Ask the students what they heard in the clip. [A variety of characters; different voices.] What were some of the vocal variations Robin Williams used that we have discussed in class? [Pitch, rate, diction, tone, inflection, emphasis.] Ask the students what is the major element in radio drama that tells the story and communicates the characters of the story. [The voice.] Point out that, although Robin Williams was a master at using his voice, the students have also practiced many ways to use their own voices. Express confidence that they can use the same skills they have practiced in class to create and communicate interesting characters in their radio dramas.
Inform the students that for today’s rehearsal they will read their entire scripts again as a cast. Today’s rehearsal goal is to further develop and cement vocal variety that will create distinct characters.
Invite students to separate into their casts and begin practicing. Circulate the casts, listening to the readings. When appropriate, ask the students questions that will help them make choices about their vocal characterizations. [Examples: How can you use emphasis to clarify what is happening in this scene?

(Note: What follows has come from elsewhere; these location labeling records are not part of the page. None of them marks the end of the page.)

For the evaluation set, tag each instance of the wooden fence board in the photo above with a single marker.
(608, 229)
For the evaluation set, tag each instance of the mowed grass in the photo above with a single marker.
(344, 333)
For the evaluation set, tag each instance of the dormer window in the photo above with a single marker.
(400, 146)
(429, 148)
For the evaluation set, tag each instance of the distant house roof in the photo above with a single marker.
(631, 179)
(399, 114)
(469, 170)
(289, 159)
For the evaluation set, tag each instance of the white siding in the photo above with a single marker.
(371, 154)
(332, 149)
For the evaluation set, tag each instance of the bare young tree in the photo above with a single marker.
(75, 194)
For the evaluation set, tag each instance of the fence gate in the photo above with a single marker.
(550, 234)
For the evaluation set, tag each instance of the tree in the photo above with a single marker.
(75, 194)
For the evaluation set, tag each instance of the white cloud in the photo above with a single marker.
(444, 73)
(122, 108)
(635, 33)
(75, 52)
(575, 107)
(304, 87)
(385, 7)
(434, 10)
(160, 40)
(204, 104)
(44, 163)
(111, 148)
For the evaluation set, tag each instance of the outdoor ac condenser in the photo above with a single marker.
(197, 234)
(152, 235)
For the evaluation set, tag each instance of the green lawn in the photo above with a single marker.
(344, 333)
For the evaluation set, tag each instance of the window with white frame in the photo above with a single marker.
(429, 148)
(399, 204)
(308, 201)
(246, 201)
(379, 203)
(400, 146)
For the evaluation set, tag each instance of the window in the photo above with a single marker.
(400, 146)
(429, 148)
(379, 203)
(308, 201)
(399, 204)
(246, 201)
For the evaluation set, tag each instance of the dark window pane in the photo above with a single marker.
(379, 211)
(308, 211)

How might a tone change affect the way this character is understood by an audience?] Allow the students to use the remainder of the class to rehearse their radio dramas.
About 3 – 5 minutes before class ends ask the students to return to their seats. Ask the cast leaders to each report on how far their casts read their scripts—did they read their entire radio dramas? Ask students to describe some of the vocal variations they have chosen for their characters. What are some discoveries they are making about the plots and/or characters in their radio dramas?